Antibodies are also part of the anticancer therapeutic armamentarium, and there is strong evidence that macrophages and Fcγ receptors are key to their antitumor activity, such as for the effects of the CD20-specific monoclonal antibody rituximab. Treatment of a xenograft lymphoma model with rituximab resulted in leukocyte recruitment mediated by the chemokines CCL3 and CCL4 and tumor eradication11. However, combined treatment with a CCL3 antagonist and rituximab compromised the antitumor activity of rituximab, and an absence of CCL3 signaling led to macrophage depletion, suggesting that macrophages mediate the antitumor effects of this antibody, as also indicated by clodronate-mediated macrophage depletion11. Interestingly, rituximab elicits an M2-like phenotype in macrophages, leading to the increased phagocytosis of mouse lymphoma cells12. However, in people with lymphoma, the combination of rituximab with high-dose chemotherapy and autograft with peripheral blood progenitor cells was associated with an increased frequency of solid tumors in a large 20-year retrospective follow-up study13. Thus, the interplay between macrophages and B cells is complex, and, depending on the context, it can result in promotion of carcinogenesis5 or antitumor activity11.
The results reported in these studies raise issues related to the diversity of the cancer-related inflammatory response and the design of therapeutic strategies to target this response.

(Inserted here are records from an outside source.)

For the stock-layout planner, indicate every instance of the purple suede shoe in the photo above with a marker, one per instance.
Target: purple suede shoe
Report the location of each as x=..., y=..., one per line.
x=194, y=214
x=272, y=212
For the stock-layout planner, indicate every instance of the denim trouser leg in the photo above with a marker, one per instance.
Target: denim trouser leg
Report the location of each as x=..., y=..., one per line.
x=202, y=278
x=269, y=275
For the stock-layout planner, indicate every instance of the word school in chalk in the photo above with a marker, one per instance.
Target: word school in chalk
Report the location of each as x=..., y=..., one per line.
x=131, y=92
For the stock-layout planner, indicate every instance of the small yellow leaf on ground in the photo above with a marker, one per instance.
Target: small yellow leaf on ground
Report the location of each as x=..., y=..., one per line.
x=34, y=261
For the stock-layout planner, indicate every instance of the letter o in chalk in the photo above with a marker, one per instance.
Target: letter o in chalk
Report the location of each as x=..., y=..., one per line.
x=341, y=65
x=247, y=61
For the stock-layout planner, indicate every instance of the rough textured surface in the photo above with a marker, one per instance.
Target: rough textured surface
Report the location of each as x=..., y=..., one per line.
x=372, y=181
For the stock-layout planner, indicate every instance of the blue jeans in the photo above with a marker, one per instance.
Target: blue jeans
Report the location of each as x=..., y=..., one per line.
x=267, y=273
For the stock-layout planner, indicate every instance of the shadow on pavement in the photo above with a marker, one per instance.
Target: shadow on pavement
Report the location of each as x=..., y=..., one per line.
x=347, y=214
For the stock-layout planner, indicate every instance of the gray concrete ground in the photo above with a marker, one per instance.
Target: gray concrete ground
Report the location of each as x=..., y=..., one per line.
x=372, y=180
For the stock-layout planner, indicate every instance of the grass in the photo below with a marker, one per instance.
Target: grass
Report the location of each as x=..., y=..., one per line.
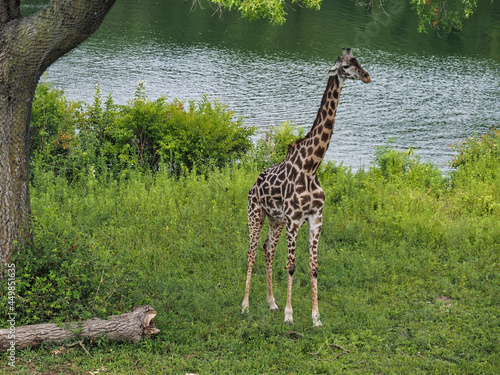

In different tissues and tumors, the pathways that orchestrate cancer-related inflammation can differ considerably, with a pivotal role of B cells and antibodies in squamous carcinogenesis5, 8. Strategies targeting B cells and IL-1 are currently in clinical use and may provide information relevant for defining the diversity of cancer-related inflammatory responses in humans, as well as innovative therapeutic strategies14. Myelomonocytic cells come in various types in different tumor contexts2, 3, but mononuclear phagocytes emerge as an essential common constituent of cancer-related inflammation. The identification of the various cellular and molecular pathways that participate in inflammation in different human cancers will be required to translate a better understanding of cancer-related inflammation to the bedside.